Janelle has purposely kept the business low key. “For now, I just want to concentrate on getting our name out there,” she explains. A website catalogue attracts retail customers from near and far. “We’re shipping nationwide,” she says. “Wholesale is what keeps me busy, which in turn is keeping the makers busy.” She is entertaining the idea of opening a small shop in the future.
“We feel blessed to be able to be dream chasers,” Janelle says of the entrepreneurial spirit “that is part of our DNA. I was a stay-at-home mom for 12 years, but I always loved the idea of operating a business that would allow me to be creative. For now, Jake and I are staying focused on our dreams and vision – we’re very driven people who just happen to enjoy doing what we love!”
Making a Multi-generational Household Work
Janelle and Annie Stoltzfus share what works for them:
Respect the ways others choose to live and what is important to their existence. “For instance, Grammy loves a good clean window and I can’t remember the last time I washed my windows,” says Janelle. “I may occasionally help her clean her windows or send one of my children to help, but she never mentions to me how dirty my windows might be. We each have places we like to put our energy and we must not judge the expression of that energy in another.”

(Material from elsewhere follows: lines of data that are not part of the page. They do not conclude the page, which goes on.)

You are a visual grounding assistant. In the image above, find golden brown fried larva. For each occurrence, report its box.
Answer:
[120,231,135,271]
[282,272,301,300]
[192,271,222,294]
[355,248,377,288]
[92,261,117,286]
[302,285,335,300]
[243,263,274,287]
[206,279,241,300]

Janelle tries to remember Annie was a mother before she was a mother-in-law. “My husband is her son and they had a relationship long before I came along. I want that relationship to continue and creating space for them to interact on their own terms is important. Someday, I can only hope my three sons might love and respect me the way Jake does his mother.”
Honor the past in the present. “Grammy does things differently and they are just as beautiful, because they are her ways,” Janelle explains. “I am sure she wonders at my ways,” she says of sleeping in “late,” buying pre-made foods from Costco and not weeding her flowerbeds.
Respect each other’s privacy. Annie loves her privacy – as one of 14 children, that was difficult to come by. That includes not wandering unannounced into each other’s space. Despite living under the same roof, “We always call or text to see what schedules look like,” says Janelle.